Israel mata a 3 cascos azules y cientos de civiles en Líbano: ¿crimen de guerra?
La muerte de tres cascos azules de la ONU a manos de las fuerzas israelíes en Líbano, junto con la masacre de cientos de mujeres y niños, ha llevado a más de 60 países a calificar el hecho como crimen de guerra. El ataque a la misión de paz de Naciones Unidas, la FINUL, no es un incidente aislado, sino la culminación de una escalada que deja al derecho internacional en papel mojado.
El ataque a la FINUL: ¿error o advertencia?
El ejército israelí atacó directamente posiciones de los cascos azules en el sur del Líbano, causando al menos tres muertos y varios heridos. La FINUL, creada en 1978 para supervisar la retirada israelí, ha sido sistemáticamente ignorada por ambas partes. En este caso, el ataque no fue accidental: las fuerzas israelíes operan con total impunidad, sabiendo que la ONU carece de capacidad de respuesta. Los datos hablan: desde su creación, la FINUL ha sufrido decenas de bajas, pero nunca ha podido cumplir su mandato de desarmar a Hezbolá o frenar las incursiones israelíes.
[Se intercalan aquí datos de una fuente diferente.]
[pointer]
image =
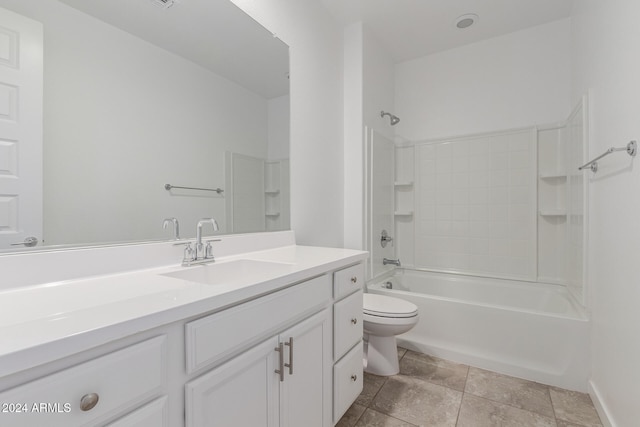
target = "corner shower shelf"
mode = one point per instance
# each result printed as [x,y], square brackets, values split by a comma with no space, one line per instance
[553,175]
El doble rasero occidental: Ucrania sí, Palestina no
La comunidad internacional reacciona con rapidez cuando Rusia ataca infraestructuras civiles en Ucrania, pero guarda silencio ante los bombardeos israelíes sobre Gaza y Líbano. Este doble rasero es el núcleo del debate. Mientras que 60 países condenan el asesinato de los cascos azules, las potencias occidentales, encabezadas por Estados Unidos, no aplican sanciones a Israel. En contraste, las acciones de Rusia en Ucrania han generado oleadas de sanciones y aislamiento diplomático. La pregunta que flota en el aire: ¿el derecho internacional sirve para todos o solo para los enemigos de Occidente?
La ley del más fuerte como nuevo orden
El ataque a los cascos azules no es un hecho aislado, sino un síntoma de la descomposición del sistema multilateral. La ONU, según muchos analistas, es un cadáver con maquillaje. Las resoluciones del Consejo de Seguridad son papel mojado cuando chocan con los intereses de un miembro permanente o de su aliado. El resultado es que el derecho internacional se aplica de forma selectiva, y quienes tienen poder militar imponen su ley. La guerra de Ucrania y la masacre en Gaza son dos caras de la misma moneda: el retorno a la ley de la jungla.
La cuestión que queda sin respuesta es si la comunidad internacional será capaz de reconstruir un orden basado en reglas, o si hemos entrado definitivamente en una era donde el poder define la legalidad. Mientras tanto, los cascos azules siguen muriendo en misiones de paz que ya no protegen a nadie.